My new novel, High Dive, is set partly in Brighton and partly in Belfast. I spent a lot of time in Brighton as a child, and I returned there during the early stages of writing the book. it's about the bombing of The Grand Hotel in 1984: an attempt to assassinate Margaret Thatcher and her cabinet. I took mediocre photographs on my research trips, three of which accompany this piece. I made copious notes as well. I sat on the bed in the hotel room where Thatcher was working when the bomb went off, revising her speech in the early hours of the morning. I walked the route from the train station that the bombers might have taken. I did many months of dutiful background work – the work that helps make fiction writers, professional liars us all, feel a little less like frauds.
I kept hoping that this research would spark useful memories or imaginings – that it would help me to capture, on the page, what a sunlit day in Brighton is really like.

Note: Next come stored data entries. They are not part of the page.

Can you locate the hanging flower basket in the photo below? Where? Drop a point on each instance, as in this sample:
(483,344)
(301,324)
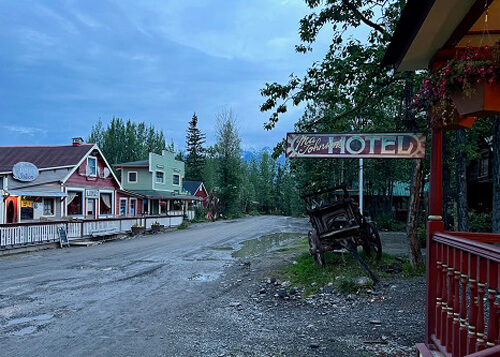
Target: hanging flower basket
(447,118)
(483,101)
(467,86)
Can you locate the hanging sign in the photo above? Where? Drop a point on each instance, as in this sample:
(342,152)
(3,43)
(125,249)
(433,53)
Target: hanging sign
(25,171)
(356,145)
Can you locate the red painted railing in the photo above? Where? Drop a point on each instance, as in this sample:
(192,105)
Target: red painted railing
(464,312)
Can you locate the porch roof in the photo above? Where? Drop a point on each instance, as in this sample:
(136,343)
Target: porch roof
(428,26)
(154,194)
(36,193)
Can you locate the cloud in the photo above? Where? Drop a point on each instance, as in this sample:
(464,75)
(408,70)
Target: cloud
(31,131)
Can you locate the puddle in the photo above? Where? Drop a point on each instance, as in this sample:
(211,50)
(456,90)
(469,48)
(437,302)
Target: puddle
(27,319)
(222,248)
(25,331)
(203,277)
(264,244)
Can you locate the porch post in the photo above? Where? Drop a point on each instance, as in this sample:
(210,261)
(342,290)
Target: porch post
(434,224)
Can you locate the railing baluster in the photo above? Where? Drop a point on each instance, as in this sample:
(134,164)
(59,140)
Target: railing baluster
(471,337)
(464,268)
(481,284)
(456,301)
(439,290)
(449,295)
(492,306)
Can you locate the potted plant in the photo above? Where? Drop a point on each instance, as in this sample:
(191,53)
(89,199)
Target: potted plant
(138,229)
(466,87)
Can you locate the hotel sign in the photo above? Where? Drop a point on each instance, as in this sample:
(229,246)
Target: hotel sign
(367,145)
(25,171)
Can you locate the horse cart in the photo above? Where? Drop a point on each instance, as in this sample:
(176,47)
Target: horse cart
(338,224)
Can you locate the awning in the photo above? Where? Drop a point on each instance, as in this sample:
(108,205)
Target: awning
(36,193)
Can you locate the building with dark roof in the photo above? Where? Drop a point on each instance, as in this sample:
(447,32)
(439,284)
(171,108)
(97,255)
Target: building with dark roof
(52,182)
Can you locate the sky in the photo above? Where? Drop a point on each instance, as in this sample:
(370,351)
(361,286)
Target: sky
(65,64)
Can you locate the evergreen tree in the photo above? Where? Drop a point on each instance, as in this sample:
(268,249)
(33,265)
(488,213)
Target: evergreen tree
(228,153)
(195,159)
(126,141)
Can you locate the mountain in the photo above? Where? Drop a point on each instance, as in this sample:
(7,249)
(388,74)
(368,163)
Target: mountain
(252,152)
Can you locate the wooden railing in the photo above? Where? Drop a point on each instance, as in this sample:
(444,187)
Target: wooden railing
(18,235)
(465,313)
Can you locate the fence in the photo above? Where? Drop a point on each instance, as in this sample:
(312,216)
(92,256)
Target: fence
(17,235)
(464,315)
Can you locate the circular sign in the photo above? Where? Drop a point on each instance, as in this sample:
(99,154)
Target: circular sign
(25,171)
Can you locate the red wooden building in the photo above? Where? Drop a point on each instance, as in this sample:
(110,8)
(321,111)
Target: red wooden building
(53,182)
(462,304)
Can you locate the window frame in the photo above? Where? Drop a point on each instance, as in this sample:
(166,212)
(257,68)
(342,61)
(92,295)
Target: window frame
(82,194)
(173,180)
(92,158)
(53,206)
(128,176)
(163,177)
(123,199)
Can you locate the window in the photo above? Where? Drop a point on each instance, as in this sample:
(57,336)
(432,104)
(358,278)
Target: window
(160,176)
(92,166)
(484,166)
(133,205)
(132,176)
(48,206)
(105,206)
(74,203)
(123,206)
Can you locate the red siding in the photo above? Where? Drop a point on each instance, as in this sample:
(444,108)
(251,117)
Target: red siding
(80,179)
(139,207)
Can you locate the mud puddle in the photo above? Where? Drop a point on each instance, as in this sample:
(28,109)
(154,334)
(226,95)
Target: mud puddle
(265,244)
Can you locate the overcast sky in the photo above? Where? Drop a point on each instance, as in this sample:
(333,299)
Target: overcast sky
(65,64)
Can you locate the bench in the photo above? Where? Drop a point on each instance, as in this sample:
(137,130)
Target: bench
(104,232)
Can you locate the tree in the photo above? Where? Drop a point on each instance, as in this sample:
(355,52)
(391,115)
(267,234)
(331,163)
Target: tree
(496,175)
(195,159)
(228,153)
(348,90)
(126,141)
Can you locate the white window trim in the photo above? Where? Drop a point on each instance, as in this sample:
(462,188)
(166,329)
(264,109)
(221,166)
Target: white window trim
(120,207)
(94,158)
(112,203)
(163,181)
(180,180)
(53,206)
(136,176)
(130,206)
(84,203)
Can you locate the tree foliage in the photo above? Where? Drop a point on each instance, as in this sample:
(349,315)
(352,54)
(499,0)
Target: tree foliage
(195,159)
(126,141)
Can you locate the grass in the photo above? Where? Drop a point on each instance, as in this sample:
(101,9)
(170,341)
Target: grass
(342,270)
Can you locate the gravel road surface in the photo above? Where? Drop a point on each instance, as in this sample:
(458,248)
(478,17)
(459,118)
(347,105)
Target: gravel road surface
(182,293)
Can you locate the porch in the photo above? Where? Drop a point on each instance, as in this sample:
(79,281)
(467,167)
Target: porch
(21,235)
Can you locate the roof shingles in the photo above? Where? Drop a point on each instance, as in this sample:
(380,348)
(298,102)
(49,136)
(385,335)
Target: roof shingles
(42,156)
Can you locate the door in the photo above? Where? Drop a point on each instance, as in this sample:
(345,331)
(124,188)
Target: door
(12,210)
(91,208)
(133,205)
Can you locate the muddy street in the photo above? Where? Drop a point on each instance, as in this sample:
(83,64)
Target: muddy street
(189,292)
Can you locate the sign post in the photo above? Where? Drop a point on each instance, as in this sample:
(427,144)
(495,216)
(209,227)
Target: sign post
(356,145)
(348,145)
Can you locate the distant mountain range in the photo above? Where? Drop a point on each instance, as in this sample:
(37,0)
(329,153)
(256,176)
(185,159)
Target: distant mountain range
(256,153)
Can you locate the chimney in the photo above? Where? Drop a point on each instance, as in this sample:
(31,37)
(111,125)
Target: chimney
(77,141)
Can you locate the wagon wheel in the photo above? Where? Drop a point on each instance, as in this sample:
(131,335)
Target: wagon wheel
(316,250)
(371,242)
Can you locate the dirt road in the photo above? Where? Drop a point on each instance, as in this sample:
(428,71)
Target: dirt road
(176,294)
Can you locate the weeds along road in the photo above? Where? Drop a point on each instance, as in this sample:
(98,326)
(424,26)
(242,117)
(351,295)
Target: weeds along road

It didn’t, or not much. What really inspired me, as I worked working through successive drafts of High Dive, was rereading Brighton Rock. I lingered on Greene’s descriptions of the “fresh and glittering air”, “the bewildered multitudes” stepping off the train at the weekends, the way “the new silver paint sparkled on the piers” and “cream houses ran away into the west” like homes in “a pale Victorian water-colour”. I re-read Damian Barr’s memoir, Maggie & Me, and loved losing myself again under the Brighton sky he describes – a sky which in his memory is “obediently Tory blue” – and I followed him as he approached The Grand Hotel, smelling “the scent of gingerbread biscuits being laid on complimentary tea-trays” and “the faint hint of bees-wax from parquet floors walked on by the well-heeled”. I read Patrick Hamilton’s Hangover Square, falling again into the passages in which his compellingly cold and alcohol-addled characters spend time in the boarding houses of Brighton, the mundanity of their everyday lives made beautiful under the light of Hamilton’s noticing eye. I read Polly Samson’s stories, and her wonderful description in a Guardian article http://www.theguardian.com/culture/2015/mar/22/on-my-radar-polly-samson-richard-linklater-nick-cave of the collapsing wreck of the West Pier. “Though ravaged by fires and storms,” she wrote, “you can still see its good bones”.
You can still see its good bones, I thought, examining the unsteady structure of my novel-in-progress, trying to keep insecurity at bay as I reshaped the manuscript yet again. Then I’d work on a scene in which two young people are sitting on Brighton Beach, trying to talk around the fact that their friendship is failing. That fragile and well-meaning West Pier became the backdrop.
I began copying out passages from Ann Quin’s Berg on days when my own writing refused to come, a book that for such a long time was inexplicably out of print. It begins with these audaciously opaque lines, which prize an impressionistic sense of place above everything else:
“Window blurred by out of season spray. Above the sea, overlooking the town, a body rolls upon a creaking bed: fish without fins, flat-headed, white-scaled, bound by a corridor room – dimensions rarely touched by the sun ...”
There are places where experience stalls, and intuition and imagination are forced to take flight. There are straightfaced facts, and there are roadmaps, and there is research to be done. But often what writers need, I think, is other writers. In a good book I can feel fully present.